I politichini, invece, si riciclano, cambiano sigla e indossano cappotti rovesciati o abiti freschi di tintoria. Sono i politici che ci hanno portato alle condizioni in cui viviamo.

Se hanno fatto fallire la nostra società come possono ora pensare di salvarla? Se il nuovo che avanzava nel 2018 è stato gettato dalla rupe cosa succerà con il nuovo di domani e con i tanti cespugli che entreranno in Consiglio Valle?

Un giorno sì e l’altro bussa alla porta un presunto profeta per una nuova Petite Patrie che predica il bene comune, un futuro migliore e la cacciata dei demoni.

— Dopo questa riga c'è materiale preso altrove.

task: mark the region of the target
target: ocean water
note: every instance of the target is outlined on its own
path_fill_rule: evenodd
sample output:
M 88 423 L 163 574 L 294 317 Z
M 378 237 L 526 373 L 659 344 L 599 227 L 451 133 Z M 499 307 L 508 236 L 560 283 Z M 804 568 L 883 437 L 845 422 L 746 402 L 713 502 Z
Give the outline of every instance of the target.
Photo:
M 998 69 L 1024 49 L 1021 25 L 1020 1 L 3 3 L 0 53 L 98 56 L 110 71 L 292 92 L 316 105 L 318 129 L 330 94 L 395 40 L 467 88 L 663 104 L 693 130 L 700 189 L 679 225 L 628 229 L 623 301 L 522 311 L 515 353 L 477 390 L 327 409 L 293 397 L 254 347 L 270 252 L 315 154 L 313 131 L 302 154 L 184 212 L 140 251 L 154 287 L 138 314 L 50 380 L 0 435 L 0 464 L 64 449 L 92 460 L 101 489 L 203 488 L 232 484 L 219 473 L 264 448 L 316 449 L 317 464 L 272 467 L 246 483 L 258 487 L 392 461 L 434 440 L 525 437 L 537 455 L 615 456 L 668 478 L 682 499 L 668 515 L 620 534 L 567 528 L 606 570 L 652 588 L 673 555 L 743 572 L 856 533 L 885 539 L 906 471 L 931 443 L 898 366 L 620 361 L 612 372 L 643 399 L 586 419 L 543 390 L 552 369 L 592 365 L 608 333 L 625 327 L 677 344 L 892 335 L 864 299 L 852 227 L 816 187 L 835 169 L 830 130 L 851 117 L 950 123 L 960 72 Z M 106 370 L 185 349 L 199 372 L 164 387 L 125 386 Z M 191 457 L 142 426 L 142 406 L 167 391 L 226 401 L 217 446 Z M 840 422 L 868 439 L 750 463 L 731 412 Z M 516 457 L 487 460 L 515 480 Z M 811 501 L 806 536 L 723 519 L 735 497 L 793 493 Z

Ma questi pseudo profeti fino ad oggi dove erano? Durante l’emergenza coronavirus cosa facevano? Cosa e chi hanno votato nel 2018? E quelli che si sono fatti votare per che cosa hanno ricevuto il voto? Perché hanno tradito il voto degli elettori cambiando partito o lista?

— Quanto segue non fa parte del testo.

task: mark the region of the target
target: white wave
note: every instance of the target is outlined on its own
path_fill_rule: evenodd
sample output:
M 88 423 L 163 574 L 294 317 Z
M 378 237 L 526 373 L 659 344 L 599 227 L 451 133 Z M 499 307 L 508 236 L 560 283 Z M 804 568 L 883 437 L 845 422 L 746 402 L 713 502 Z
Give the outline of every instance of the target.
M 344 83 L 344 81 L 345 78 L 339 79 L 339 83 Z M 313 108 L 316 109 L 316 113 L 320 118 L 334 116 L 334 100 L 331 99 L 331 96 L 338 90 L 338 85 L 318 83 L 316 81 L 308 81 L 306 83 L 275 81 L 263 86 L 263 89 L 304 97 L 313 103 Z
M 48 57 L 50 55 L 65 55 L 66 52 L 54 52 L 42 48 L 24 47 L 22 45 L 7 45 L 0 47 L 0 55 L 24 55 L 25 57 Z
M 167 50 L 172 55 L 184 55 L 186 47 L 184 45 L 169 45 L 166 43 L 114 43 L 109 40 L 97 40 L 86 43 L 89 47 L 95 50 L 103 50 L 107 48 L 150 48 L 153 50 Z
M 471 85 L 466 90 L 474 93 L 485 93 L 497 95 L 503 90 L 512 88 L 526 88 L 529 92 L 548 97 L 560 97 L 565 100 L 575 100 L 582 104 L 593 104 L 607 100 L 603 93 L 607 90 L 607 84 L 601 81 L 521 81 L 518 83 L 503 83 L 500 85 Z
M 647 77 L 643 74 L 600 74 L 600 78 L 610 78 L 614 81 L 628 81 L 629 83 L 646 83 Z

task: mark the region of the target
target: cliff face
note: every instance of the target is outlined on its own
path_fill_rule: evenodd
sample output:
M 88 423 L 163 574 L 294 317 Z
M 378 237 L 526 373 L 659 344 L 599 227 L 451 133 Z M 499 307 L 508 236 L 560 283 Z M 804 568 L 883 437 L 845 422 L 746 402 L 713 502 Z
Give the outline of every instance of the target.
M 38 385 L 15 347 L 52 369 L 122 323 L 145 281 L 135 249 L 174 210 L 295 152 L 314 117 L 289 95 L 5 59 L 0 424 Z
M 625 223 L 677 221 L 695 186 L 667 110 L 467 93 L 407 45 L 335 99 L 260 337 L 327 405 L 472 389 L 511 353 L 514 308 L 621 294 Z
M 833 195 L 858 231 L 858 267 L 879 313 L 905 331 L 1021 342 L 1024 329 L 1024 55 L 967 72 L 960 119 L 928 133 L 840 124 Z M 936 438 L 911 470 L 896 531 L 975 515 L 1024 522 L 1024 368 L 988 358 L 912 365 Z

Tutte domande con una sola risposta: il supremo interesse personale.

E poi ci sono i predicatori i quali ci promettono che la Valle d’Aosta tornerà ad essere il paese del bengodi dei tempi che furono. Nella casella postale si trovano annunci di nascita di nuovi partiti o movimenti che promettono mari (impossibili in Valle) e monti (di questi siamo già ricchi) ma nessuno spiega come pensa di farlo, con quale progetto o con chi.

Ad esempio, ma solo ad esempio, c’è chi vuole coniugare il presente con una indispensabile visione di medio e lungo termine (?), una nuova Valle d’Aosta sostenibile (?); una visione strategica finalizzata al miglioramento reale della qualità della vita (?); lavoro e dignità del lavoro (?). Ed i buoni propositi riempirebbero i giorni di un intero calendario. Il problema è che nessuno dice come farà.

E così anche chi predica di essere il nuovo che avanza infoltisce le schiere dei cappotti rivoltati.